Und auch intern gibt es Herausforderungen zu stemmen, was die Verteilung der von Biontech gelieferten Vials betrifft. Der Hersteller liefert in Einheiten zu 975 Vials an die Großhändler. So hat die Noweda-Niederlassung in Taucha zu viel Impfstoff bekommen, Berlin dagegen zu wenig. Hier muss zwischen den Standorten gegebenenfalls noch umverteilt werden.
Vor Ort gibt es ganz banale logistische Probleme: Der Kühlraum in einer Niederlassung bietet Platz maximal sechs Personen, mehr können bei der Kommissionierung nicht gleichzeitig arbeiten. Das sind Unwägbarkeiten, die die Politik nicht auf dem Schirm hat. In der Praxis wird das durch Einsatz ausgeglichen: Notfalls soll an diesen Standorten eben um Mitternacht mit dem Kommissionieren angefangen werden und nicht um drei Uhr morgens.

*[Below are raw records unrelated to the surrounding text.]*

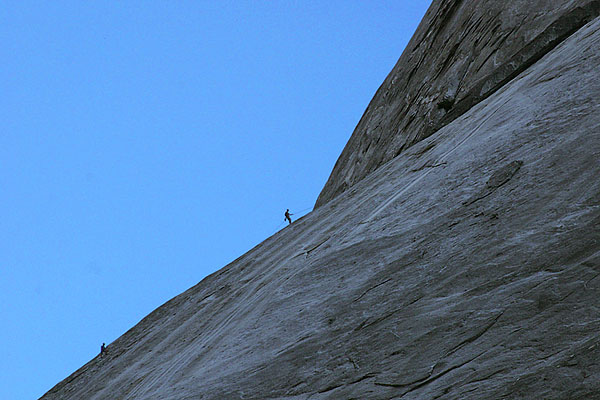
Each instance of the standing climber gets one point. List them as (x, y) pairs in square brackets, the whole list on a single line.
[(287, 216)]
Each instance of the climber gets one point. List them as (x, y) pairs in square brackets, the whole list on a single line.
[(287, 216)]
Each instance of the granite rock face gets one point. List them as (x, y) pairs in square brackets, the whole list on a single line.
[(461, 53), (467, 267)]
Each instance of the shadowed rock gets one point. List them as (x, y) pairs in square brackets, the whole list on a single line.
[(467, 267), (461, 53)]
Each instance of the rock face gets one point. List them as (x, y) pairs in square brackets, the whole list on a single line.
[(467, 267), (462, 52)]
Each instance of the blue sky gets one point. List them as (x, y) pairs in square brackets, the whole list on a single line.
[(145, 145)]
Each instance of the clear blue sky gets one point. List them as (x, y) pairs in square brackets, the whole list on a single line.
[(145, 145)]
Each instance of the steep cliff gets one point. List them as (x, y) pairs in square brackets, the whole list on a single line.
[(466, 267), (461, 53)]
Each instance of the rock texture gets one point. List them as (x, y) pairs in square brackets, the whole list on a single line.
[(462, 52), (467, 267)]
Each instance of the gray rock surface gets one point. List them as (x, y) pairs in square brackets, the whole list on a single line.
[(467, 267), (461, 53)]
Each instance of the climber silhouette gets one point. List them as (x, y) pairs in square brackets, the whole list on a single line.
[(287, 216)]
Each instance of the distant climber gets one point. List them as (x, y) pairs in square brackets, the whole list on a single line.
[(287, 216)]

Auch beim Privatgroßhändler Max Jenne ist der Impfstoff am Samstag eingetroffen und wird dort seitdem ultratiefgekühlt gelagert. Kommissioniert wird seit heute morgen um 5 Uhr. Der Job sei sportlich, sagt der geschäftsführende Gesellschafter Lothar Jenne. „Die Abläufe sind anders als sonst, aber wir fühlen uns gut vorbereitet. Wir brauchen an keiner Stelle Sorge haben.“ Kommissioniert werde nicht nur der Impfstoff, sondern auch das Impfzubehör sowie Informationsmaterialien für Apotheken und Praxen.

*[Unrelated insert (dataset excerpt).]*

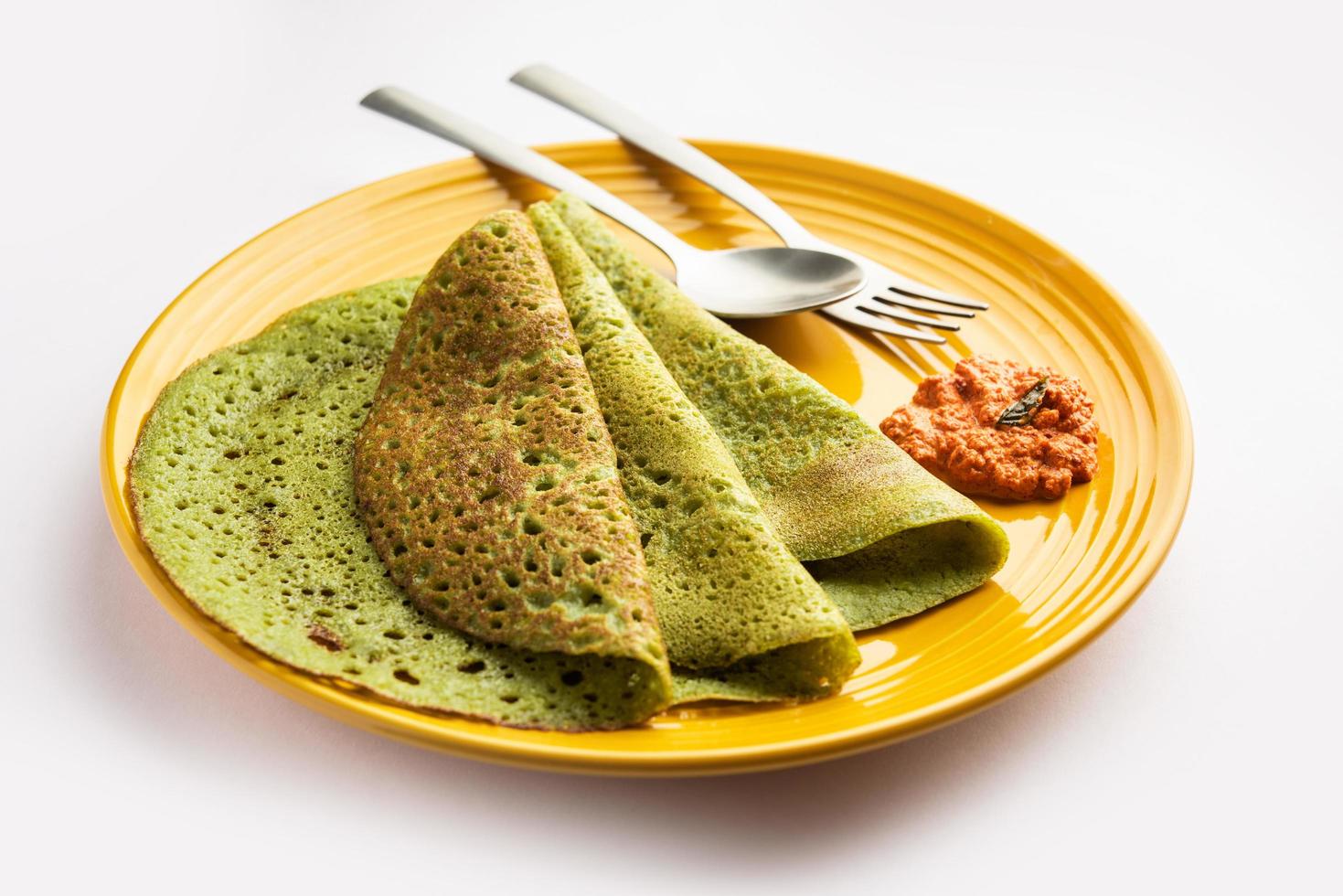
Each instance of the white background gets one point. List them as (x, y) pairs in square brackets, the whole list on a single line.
[(1188, 154)]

Der Privatgroßhändler mit Sitz in Kiel beliefert die Flächenländer Niedersachsen, Schleswig-Holstein und Mecklenburg-Vorpommern. „Wir müssen weite Strecken fahren und dabei die Transportzeit von maximal zwölf Stunden im Auge behalten“, sagt Jenne. In der Regel betrage diese zwischen zwei und drei Stunden. Eine besondere Herausforderung sei die Belieferung der Insel-Apotheken. Nach Helgoland gelangt der Impfstoff regulär per Flugzeug. Sylt werde wie immer mit einem Auto und per Bahn versorgt. „Bei Amrum und Föhr war der Transport schon tricky“, so Jenne. Ein Mitarbeiter kümmere sich ausschließlich um die Logistik. Er steuert die Inseln mit dem Auto per Fähre an und fährt bis zur Apotheke. Die Inseln würden maximal innerhalb von sechs Stunden versorgt. Damit bleibe genug Zeit, um die Praxen zu beliefern.

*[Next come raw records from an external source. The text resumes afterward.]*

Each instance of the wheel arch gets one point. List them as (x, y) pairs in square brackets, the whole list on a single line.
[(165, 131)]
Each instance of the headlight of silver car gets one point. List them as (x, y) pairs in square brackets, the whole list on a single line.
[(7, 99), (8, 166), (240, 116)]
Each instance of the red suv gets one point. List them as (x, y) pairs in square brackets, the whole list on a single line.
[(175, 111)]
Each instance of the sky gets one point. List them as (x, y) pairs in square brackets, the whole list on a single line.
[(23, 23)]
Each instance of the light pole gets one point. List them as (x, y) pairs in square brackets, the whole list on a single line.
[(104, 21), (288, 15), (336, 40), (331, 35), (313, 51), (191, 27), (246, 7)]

Eine Herausforderung für den Großhandel sei die faire Verteilung. Es gebe einen Schlüssel für den Marktanteil sowie einen für den Bevölkerungsanteil pro Bundesland. „Wir müssen Sorge dafür tragen, dass kein Bundesland und keine Arztpraxis bevorzugt wird“, sagt Jenne. Dabei hilft den Großhändlern kein Computerprogramm. „Das machen wir mit menschlicher Vernunft. Wir spielen bei der Corona-Impfstoffverteilung in einer anderen Liga. Hier geht es nicht um Profilierung und Wettbewerb, sondern um die gerechte und faire Verteilung.“
Ähnlich läuft es derzeit überall im Land. Kunden von Phoenix in Berlin warten derzeit noch auf Informationen, wann die Lieferungen kommen. Das hängt wohl unter anderem davon ab, ob die Transportboxen ausreichen.